Load Balancing¶

SMG provides multiple load balancing policies to distribute requests across workers. Set the policy with --policy:

smg --worker-urls http://w1:8000 http://w2:8000 --policy cache_aware

Before you begin¶

Completed the Getting Started guide
Two or more workers running

Policy Comparison¶

Policy	Load Aware	Cache Affinity	Session Affinity	Best For
`cache_aware`	Yes	Yes	—	Production LLM
`bucket`	Yes	—	—	PD disaggregation
`power_of_two`	Yes	—	—	General load balancing
`consistent_hashing`	—	—	Yes	Session affinity
`prefix_hash`	Yes	Partial	—	Lightweight caching
`manual`	—	—	Yes	Stateful chat
`round_robin`	—	—	—	Even distribution
`random`	—	—	—	Testing

Cache-Aware (Recommended)¶

The production default. Maintains a radix tree mirroring backend KV cache state for optimal prefix routing with load balancing fallback. Maximizes KV cache hits (60-90% hit rate), reduces TTFT by 70-75%.

smg \
  --policy cache_aware \
  --worker-urls http://w1:8000 http://w2:8000 \
  --cache-threshold 0.3 \
  --balance-abs-threshold 64 \
  --balance-rel-threshold 1.5

Parameter	Default	Description
`--cache-threshold`	`0.3`	Minimum prefix match ratio (0.0–1.0) to route to highest-match worker. Below this, routes to worker with most available cache space
`--balance-abs-threshold`	`64`	Absolute load difference threshold — triggers load balancing when exceeded
`--balance-rel-threshold`	`1.5`	Relative load ratio threshold — triggers load balancing when max_load > min_load × ratio
`--eviction-interval`	`120`	Seconds between LRU eviction cycles for the radix trees
`--max-tree-size`	`67108864`	Maximum nodes per radix tree. Excess nodes are evicted during maintenance cycles

Best for multi-turn conversations, RAG applications, and batch processing with shared templates.

Power of Two Choices¶

Samples two random workers and routes to the one with lower load. Good load distribution with minimal overhead.

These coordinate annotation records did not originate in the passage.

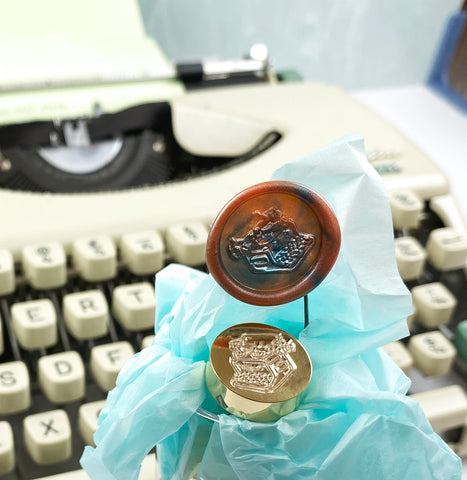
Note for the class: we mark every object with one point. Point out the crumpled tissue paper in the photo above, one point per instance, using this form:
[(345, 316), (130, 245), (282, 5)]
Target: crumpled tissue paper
[(354, 420)]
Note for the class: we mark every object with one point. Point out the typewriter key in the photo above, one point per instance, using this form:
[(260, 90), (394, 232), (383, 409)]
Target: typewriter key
[(273, 243), (257, 372)]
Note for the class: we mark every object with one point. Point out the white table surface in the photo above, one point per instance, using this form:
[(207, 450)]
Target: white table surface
[(436, 126)]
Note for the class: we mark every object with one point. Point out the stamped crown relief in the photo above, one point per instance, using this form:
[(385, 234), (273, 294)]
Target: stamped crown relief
[(273, 244), (261, 362)]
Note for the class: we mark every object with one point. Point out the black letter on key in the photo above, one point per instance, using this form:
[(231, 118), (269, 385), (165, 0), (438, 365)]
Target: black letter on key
[(87, 304), (7, 378), (62, 367), (48, 427)]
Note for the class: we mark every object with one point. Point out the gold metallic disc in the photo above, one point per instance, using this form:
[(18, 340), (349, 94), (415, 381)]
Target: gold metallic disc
[(257, 371)]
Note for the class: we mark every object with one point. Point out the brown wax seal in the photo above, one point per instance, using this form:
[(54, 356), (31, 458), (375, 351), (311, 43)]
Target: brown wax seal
[(273, 243)]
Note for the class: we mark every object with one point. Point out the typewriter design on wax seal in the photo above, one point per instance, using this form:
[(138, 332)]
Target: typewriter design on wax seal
[(271, 244)]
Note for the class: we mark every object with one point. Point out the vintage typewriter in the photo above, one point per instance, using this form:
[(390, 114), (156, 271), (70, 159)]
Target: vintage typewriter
[(106, 179)]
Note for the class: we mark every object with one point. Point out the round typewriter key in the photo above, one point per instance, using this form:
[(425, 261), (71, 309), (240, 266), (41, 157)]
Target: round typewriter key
[(273, 243), (257, 372)]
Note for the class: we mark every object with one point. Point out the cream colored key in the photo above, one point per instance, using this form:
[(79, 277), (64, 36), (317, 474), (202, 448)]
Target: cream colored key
[(7, 272), (433, 354), (1, 336), (44, 265), (147, 341), (95, 258), (435, 304), (142, 252), (87, 420), (134, 306), (187, 243), (15, 393), (106, 362), (444, 407), (34, 323), (47, 436), (61, 377), (73, 475), (149, 471), (411, 318), (86, 314), (7, 448), (447, 248), (400, 356), (410, 257), (406, 208)]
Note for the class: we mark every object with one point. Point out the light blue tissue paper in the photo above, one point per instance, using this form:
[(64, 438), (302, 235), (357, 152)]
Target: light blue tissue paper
[(354, 420)]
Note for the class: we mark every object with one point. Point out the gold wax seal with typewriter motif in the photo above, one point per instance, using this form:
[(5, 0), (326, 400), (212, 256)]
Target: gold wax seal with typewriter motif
[(257, 372)]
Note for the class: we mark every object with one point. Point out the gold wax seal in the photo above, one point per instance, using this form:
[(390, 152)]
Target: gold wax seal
[(257, 372)]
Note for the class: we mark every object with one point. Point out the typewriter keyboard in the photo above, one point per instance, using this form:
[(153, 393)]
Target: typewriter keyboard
[(71, 319)]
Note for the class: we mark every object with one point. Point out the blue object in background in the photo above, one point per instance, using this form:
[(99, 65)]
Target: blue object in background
[(354, 421), (439, 79)]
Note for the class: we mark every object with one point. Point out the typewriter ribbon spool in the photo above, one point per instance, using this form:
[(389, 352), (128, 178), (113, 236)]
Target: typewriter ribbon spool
[(271, 244)]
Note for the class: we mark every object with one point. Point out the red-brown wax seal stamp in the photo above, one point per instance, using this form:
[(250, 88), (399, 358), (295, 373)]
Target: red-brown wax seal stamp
[(273, 243)]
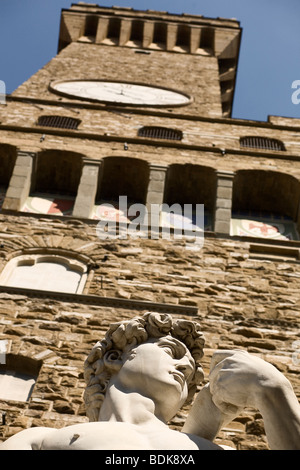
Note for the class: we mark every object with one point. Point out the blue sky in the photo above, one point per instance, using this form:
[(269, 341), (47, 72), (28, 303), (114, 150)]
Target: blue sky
[(269, 56)]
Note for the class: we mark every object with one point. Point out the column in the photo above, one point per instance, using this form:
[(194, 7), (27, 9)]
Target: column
[(87, 189), (20, 182), (223, 202)]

smg --policy power_of_two --worker-urls http://w1:8000 http://w2:8000

Best for heterogeneous workers with varying response times.

Consistent Hashing¶

Header-based routing with minimal redistribution on scaling. Routes based on X-SMG-Routing-Key header or implicit keys (Authorization, X-Forwarded-For, Cookie).

smg --policy consistent_hashing --worker-urls http://w1:8000 http://w2:8000

Routing Headers¶

Header	Description
`X-SMG-Target-Worker`	Direct routing by worker index (0-based)
`X-SMG-Routing-Key`	Consistent hash routing for session affinity

Priority: X-SMG-Target-Worker > X-SMG-Routing-Key > Implicit keys > Random fallback

Best for session affinity and user-to-worker pinning.

Prefix Hash¶

A lightweight alternative to full cache-aware routing. Routes based on a hash of the first N tokens using consistent hashing with bounded load balancing.

smg \
  --policy prefix_hash \
  --worker-urls http://w1:8000 http://w2:8000 \
  --prefix-token-count 256 \
  --prefix-hash-load-factor 1.25

Parameter	Default	Description
`--prefix-token-count`	`256`	Number of prefix tokens to hash. Longer = more precise routing, shorter = more requests grouped together
`--prefix-hash-load-factor`	`1.25`	Load threshold ratio — if a worker's load exceeds avg_load × factor, walk the hash ring to find a less loaded worker

Lower memory than cache_aware with predictable O(log n) performance.

Bucket¶

Routes requests based on text length with adaptive boundaries. Periodically adjusts boundaries based on observed load distribution.

smg \
  --policy bucket \
  --worker-urls http://w1:8000 http://w2:8000 http://w3:8000 \
  --balance-abs-threshold 64 \
  --balance-rel-threshold 1.5

Parameter	Default	Description
`--balance-abs-threshold`	`64`	Absolute load difference threshold for load balancing
`--balance-rel-threshold`	`1.5`	Relative load ratio threshold for balancing decisions

Best for PD disaggregation where prefill workers handle different request sizes.

Manual¶

Sticky session routing with explicit routing key mapping. Sessions stay with their assigned worker even when new workers are added. Requires X-SMG-Routing-Key header.

smg \
  --policy manual \
  --worker-urls http://w1:8000 http://w2:8000 \
  --assignment-mode min_load \
  --max-idle-secs 14400 \
  --eviction-interval 120

Parameter	Default	Description
`--assignment-mode`	`random`	Strategy for assigning new routing keys: `random`, `min_load` (fewest active requests), or `min_group` (fewest routing keys)
`--max-idle-secs`	`14400`	Maximum idle time (seconds) before a routing entry is evicted. Default is 4 hours
`--eviction-interval`	`120`	Seconds between TTL eviction cycles

Best for stateful chat where context is stored on workers.

Round Robin¶

Rotates through workers sequentially. Skips unhealthy workers automatically.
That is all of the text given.